When we finished our training, all members of the class passed the Diploma in Theology examinations and were admitted into ordained ministry of various Anglican Dioceses. After serving in a rural parish for two years, in 1998 my late Bishop William Wesa Bishop asked me to proceed to SPU (by then, St Paul’s United Theological College) to undertake a Bachelors of Divinity degree. I was very pleased to find my beloved teacher CB serving as a part time lecturer here at St Paul’s and quickly remembered me when I bumped into him at the old Chapel. CB taught us courses in research methods, Old Testament Themes among others.
He quickly established himself as a thorough academic. When he later accepted a substantive position as senior lecturer in the faculty of Theology at St Paul University he volunteered to revive the regular Faculty Research Seminars. During these events, younger scholars like me were awed by his critical eye. He was meticulous with footnotes, grammar, punctuations and bibliographies. After serving for several years as the Coordinator for Faculty Research, in 2011, this responsibility was passed on to me.
One of CB’s most abiding contributions to scholarship was his establishment of a publishing firm known as “Zapf Chancery”. Through this venture, many scholars managed to have their works published and disseminated at an affordable cost. Among his most recent publications include “Mapping Eastleigh for Christian-Muslim Relations” (2013), a work that among other chapters contains a report of a mapping project in which CB was a leading consultant.
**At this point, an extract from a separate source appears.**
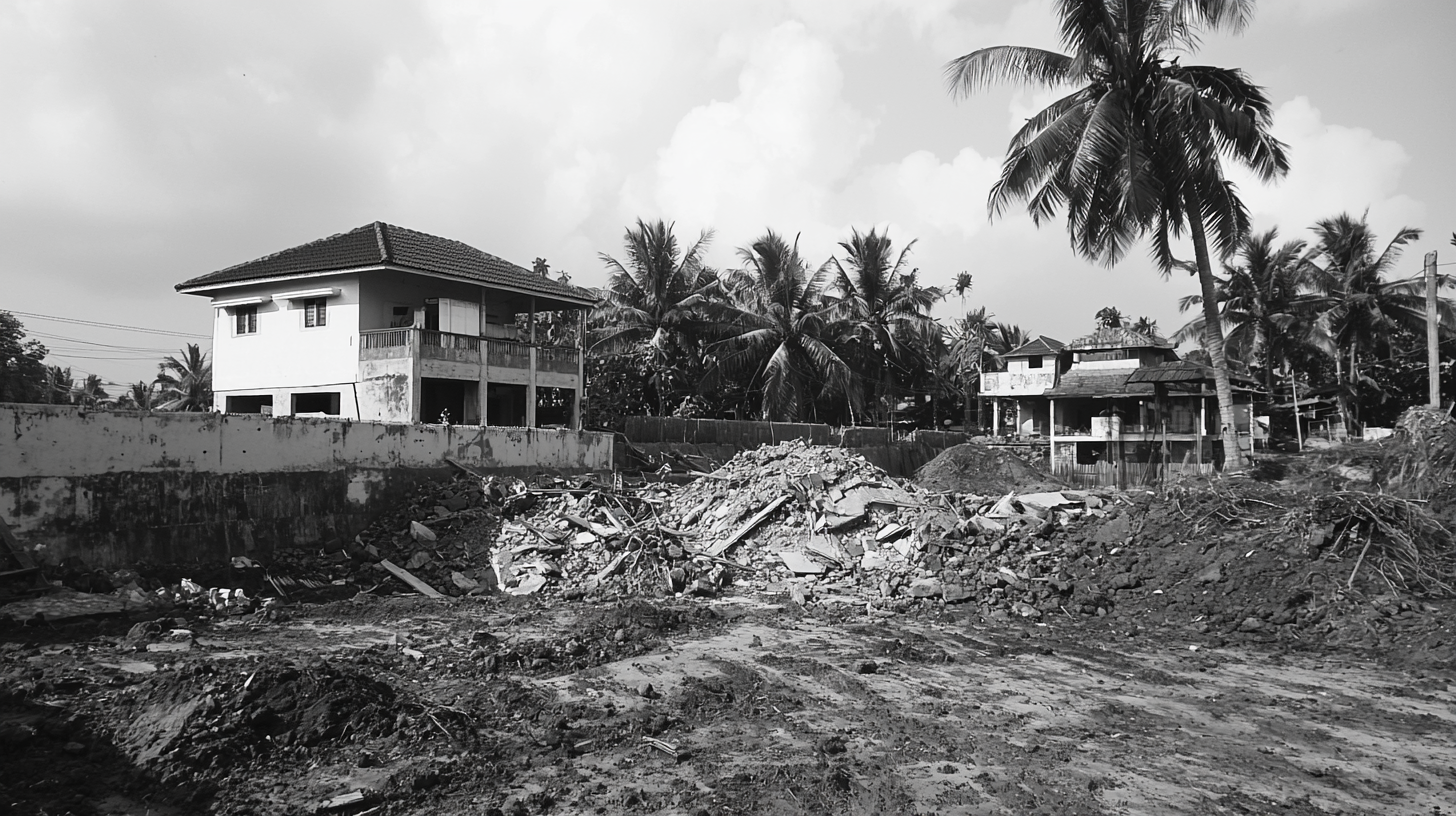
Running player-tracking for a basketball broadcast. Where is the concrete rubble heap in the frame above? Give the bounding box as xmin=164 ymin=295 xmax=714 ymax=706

His other recent works include “Disability, Society, and Theology: Voices from Africa, (2011) “Priesthood of all Believers: Ordination of the Disabled” (2011) “Our Father: An Indian Christian reads the Lord’s the Lord’s Prayer” (2011) “Some Biblical Models for Conflict Resolution” (OJOT) (2011) “Prosperity Gospel: A Jungian Appraisal” (OJOT)(2011), Mapping Eastleigh for Christian-Muslim Relations(2013) and Contested Space: Ethnicity and Religion in Kenya(2013). One of the desires for the St Paul’s Faculty of Theology continues to establish a journal where staff can publish their research findings. CB was given the task of exploring the viability of this venture and presented a proposal to this effect to the university.
Although CB died while still working on his PhD, he mentored many Post-Graduate students and was highly respected by his academic colleagues. CB desired and was determined to finish the PhD project soon amidst the heavy teaching and publishing tasks that he had.
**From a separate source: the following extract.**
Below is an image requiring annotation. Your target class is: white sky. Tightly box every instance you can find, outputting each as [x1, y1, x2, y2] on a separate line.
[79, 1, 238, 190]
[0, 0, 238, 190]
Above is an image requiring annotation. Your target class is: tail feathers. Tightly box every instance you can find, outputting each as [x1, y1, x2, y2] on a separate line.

Unlike the typical academic who lives in an ivory tower, CB always wanted to do business and make money. Apart from his publishing firm, he had tried his hands at several enterprises including a hotel, a petrol station and a matatu (taxi). Apparently his most successful business venture remains the publishing firm through which he was able to combine his two major areas of interest: scholarship and business.
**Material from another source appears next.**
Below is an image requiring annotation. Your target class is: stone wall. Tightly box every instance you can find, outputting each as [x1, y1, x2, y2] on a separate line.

As a person with much self- respect, CB was not afraid to express a dissenting opinion even when his was a lone voice and he was speaking back to “power”. He was continually opposed to what he called “the industrial model of education” in Kenya where lecturers are perennially teaching throughout the year without much time for rest and research. He argued that scholarship was best conducted in a context of leisure. Ironically, looking at his life closely, one got the impression that CB hardly rested. However his point was so convincingly put.
SPU and the academy in general have lost a gifted teacher and scholar. It is only fitting that those of us who have worked with him should strive to uphold some of the values he held to honor his memory and contributions.